IBM has two formal mentoring programs, one for its commercial suppliers and the other for federal suppliers. The company accepts certifications from a number of organizations, including NMSDC, WBENC, NGLCC, Central Contractor Registration (CCR)-8a, Small Disadvantaged Business (SDB), woman-owned SDB, HUBZone, state, local and federal government agencies, and the United States Business Leaders Network.

To ensure that diverse businesses receive maximum opportunities, IBM requires that at least one diverse supplier be included in all requests for proposal (RFPs), whether the work is done in the U.S. or elsewhere. And IBM's tier 1 suppliers are expected to provide opportunities to diverse suppliers as part of their contractual obligations to IBM. "Building and maintaining a community of diverse suppliers increases IBM's opportunities to hear new ideas, apply different approaches, and access additional solutions that respond to customer needs. In addition, diverse and small businesses are flexible, responsive and innovative," Robinson says.

PCCi: former IBMer understood a need
Pierson Computing Connection (PCCi) (Mechanicsburg, PA) specializes in technology infrastructure installations, including setup and installation of wired and wireless networks, PCs, servers, printers, interactive whiteboards, projectors and other computer equipment. It serves clients up and down the East Coast. PCCi president Deb Pierson founded the company in 1993.

"I was working for IBM in the early 1990s. At first I worked as a project manager for the Commonwealth of PA, and we were having trouble identifying woman or minority-owned businesses that performed high-quality equipment installations. When IBM offered me a buyout that included one year of benefits, I decided to leave and start a small business. My parents had started a construction business, so I was familiar with the process," Pierson says.

For the first five years, Pierson was the company's only employee, specializing in project management. She subcontracted installation services, and personally ensured that all installations met standards. Her first customer was IBM.

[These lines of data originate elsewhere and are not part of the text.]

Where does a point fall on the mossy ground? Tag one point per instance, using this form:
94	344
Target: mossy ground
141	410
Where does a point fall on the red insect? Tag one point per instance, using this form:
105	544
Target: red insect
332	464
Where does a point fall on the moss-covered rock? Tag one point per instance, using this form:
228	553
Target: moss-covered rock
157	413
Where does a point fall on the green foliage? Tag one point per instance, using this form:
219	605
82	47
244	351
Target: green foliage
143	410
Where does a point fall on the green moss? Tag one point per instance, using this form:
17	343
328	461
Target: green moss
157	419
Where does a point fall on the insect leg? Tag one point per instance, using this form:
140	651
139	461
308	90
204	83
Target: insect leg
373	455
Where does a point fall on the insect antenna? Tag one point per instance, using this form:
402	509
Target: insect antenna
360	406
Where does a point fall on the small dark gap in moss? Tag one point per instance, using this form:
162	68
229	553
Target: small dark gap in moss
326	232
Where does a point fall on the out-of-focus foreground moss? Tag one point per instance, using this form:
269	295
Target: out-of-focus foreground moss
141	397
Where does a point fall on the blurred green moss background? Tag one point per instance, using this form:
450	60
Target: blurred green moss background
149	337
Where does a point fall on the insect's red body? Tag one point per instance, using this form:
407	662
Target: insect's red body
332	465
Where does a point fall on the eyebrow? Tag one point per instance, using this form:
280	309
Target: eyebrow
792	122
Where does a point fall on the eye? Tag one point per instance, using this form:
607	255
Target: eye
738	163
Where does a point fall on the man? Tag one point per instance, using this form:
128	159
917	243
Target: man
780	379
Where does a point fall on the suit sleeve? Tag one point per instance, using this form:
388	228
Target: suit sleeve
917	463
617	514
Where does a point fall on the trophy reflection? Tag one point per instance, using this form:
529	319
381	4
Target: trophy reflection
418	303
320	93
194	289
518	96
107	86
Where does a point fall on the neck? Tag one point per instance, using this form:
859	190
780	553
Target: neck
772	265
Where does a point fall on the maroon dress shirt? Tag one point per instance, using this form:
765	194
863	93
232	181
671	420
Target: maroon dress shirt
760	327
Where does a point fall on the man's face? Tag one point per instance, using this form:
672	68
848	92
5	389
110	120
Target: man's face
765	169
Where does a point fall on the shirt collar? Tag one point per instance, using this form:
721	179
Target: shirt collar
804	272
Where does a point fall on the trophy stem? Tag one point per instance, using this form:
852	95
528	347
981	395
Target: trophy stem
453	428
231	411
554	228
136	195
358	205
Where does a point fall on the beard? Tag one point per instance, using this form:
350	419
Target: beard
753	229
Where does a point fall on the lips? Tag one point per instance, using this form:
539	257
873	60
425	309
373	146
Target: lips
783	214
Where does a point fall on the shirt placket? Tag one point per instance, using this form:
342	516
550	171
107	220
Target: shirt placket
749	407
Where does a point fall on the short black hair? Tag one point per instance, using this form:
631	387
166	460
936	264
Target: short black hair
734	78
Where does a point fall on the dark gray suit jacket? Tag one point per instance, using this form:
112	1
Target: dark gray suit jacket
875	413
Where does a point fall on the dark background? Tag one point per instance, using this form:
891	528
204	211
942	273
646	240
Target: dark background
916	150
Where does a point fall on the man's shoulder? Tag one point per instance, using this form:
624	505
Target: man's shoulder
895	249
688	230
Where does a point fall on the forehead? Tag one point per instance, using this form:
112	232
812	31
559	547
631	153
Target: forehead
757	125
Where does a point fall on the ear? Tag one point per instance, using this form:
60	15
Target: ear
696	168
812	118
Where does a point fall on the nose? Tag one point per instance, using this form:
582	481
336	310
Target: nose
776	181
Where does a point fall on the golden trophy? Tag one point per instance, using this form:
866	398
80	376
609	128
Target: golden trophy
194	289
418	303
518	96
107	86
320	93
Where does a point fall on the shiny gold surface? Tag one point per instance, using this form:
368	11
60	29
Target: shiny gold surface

"As a former IBM employee, I had relationships with the state and local government team that supported Pennsylvania. Because my business grew out of a recognized need for a high-quality installation services partner, my former IBM colleagues almost immediately saw the benefit to their customers and began using our services. As our business grew, we increasingly accommodated IBM's specific needs in the government sector," Pierson says.

Ultimately, Pierson was able to begin hiring staff and PCCi began to perform all aspects of its technology integration work in-house.

Mentoring pays off
Today, PCCi has forty employees. Recently the company was chosen by IBM to be part its mentor-protégé program. "We've been able to send key team members to Tuck School of Business training sessions at Dartmouth. This training provided a basis for these team members to communicate, and allowed us to examine many aspects of our business and set goals for our team," Pierson says.

In addition, IBM has provided an executive who mentors PCCi as the company works toward its goals. "As a result of the mentoring, we have completed a new strategic plan, revised our marketing materials, re-organized our personnel and developed initiatives to add new technology service offerings, all in just over eight months!" Pierson says with enthusiasm.

The value of certification
PCCi has been certified as a woman-owned business for many years, first with the Commonwealth of Pennsylvania, and then with WBENC. In addition, the company is certified with agencies in eight other states.

"Our certification has opened the door with customers and prime contractors," Pierson says. "Once the customer does business with us on a project where certification is required, they almost always come back for additional project work, even for projects where certification is not necessary."